I wish they had asked more specific questions on exactly that line - as I read the report, they were using ijtihad as a proxy for general attitudes towards religious orthodoxy vs pluralism. (orthodoxy isn't exactly the right word here, but I have to run out and stir my pasta sauce in about 30 seconds so it will have to do...)

praktike

taqlid?

the aardvark

Actually, one of the most interesting juxtapositions in the survey is that significant percentages of the people surveyed BOTH want sharia to be the source of legislation AND consider religious fanaticism to be a major problem in their societies.

In other words, no matter what certain prolific commentators on Islam say, these Muslims do not themselves consider it "fanatical" to want to see an ijtihad-centric, pluralistic Islam occupying a central place in their political system. And they clearly distinguish - in their own minds, regardless of whether or not these certain commentators consider this impossible - between this moderate Islamist position and a radical Islamist position.

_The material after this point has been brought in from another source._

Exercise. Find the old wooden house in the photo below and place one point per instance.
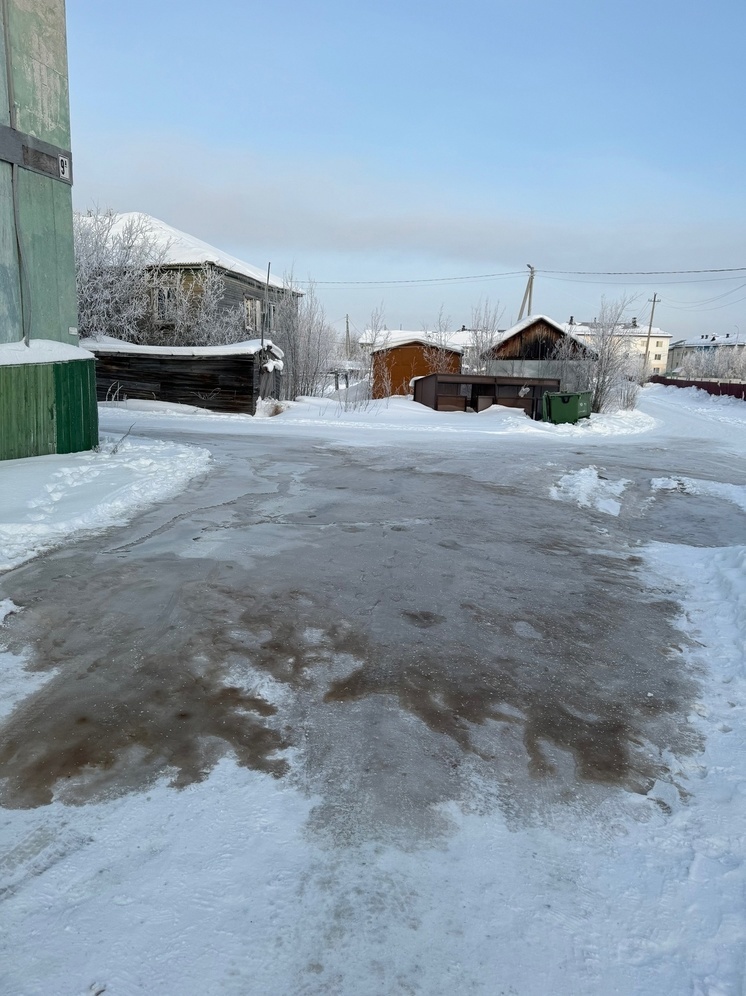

Praktike, you mentioned in a comment on another post that As'ad describes Qaradawi as an Islamic fundamentalist. Well, As'ad is clearly and obviously right: Qaradawi describes himself as an Islamist, and his entire career has been devoted to promoting Islamism. But it's the former, moderate and ijtihad-based, version that he promotes, not the radical salafi/Wahhabi version that bin Laden promotes.

People have every right of course to oppose both forms of Islamism. But it seems to me just a major strategic and intellectual error to conflate the two when their own adherents and advocates do not.

praktike

Sigh. I guess I have to get around to the Baker book now, huh? Been collecting dust on my shelf for a while now.

The other day I loaded up an OnPoint segment with Fawaz Gerges and Khaled Abou el-Fadl as panelists ... I found them very interesting and el-Fadl in particular. His conception of shari'a as a kind of moral underpinning for a democratic Islam, his argument that Muslims need to embrace public reason rather than reverting to dogmatism strikes me as a very progressive approach.

Natch, I googled them, and sure enough -- stealth Islamist! and enemy of the state! -- right on cue.

Sad.

Still, Qaradawi is far to the right of those guys, and I guess you know a lot about him ... but he still creeps me out.

the aardvark

Qaradawi *is* far to the right of guys like Abou el Fadl - which puts him a lot closer to the mainstream of Arab public opinion than someone like Abou el Fadl. It's not an accident that Qaradawi lives in Qatar and spends most of his time on al Jazeera and preaching to mass audiences, while Khaled lives in California and spends most of his time writing highly intellectual books. Different audiences, different projects.

Anyway, I've never said that Qaradawi shouldn't creep you out... just that you (and everyone else) should place him accurately within the political and ideological spectrum and deal with him for what he is: equating him with bin Laden confuses more than it enlightens, and would make it harder for those who want to fight against Qaradawi-ism (as it were) to actually do so.

Peter

A very interesting study. My one problem with it: it states that "approximately 50% of Lebanese are Christian". This is a very inflated number: all of the other studies on Lebanon I've seen estimate that Christians comprise between 20% to 30% of the population. Given that Lebanese Christians tend to be much more pro-American than their Muslim counterparts (although, of course, neither Christians nor Muslims are a monolithic community), the inflated sample may explain why Lebanon is such an outlier.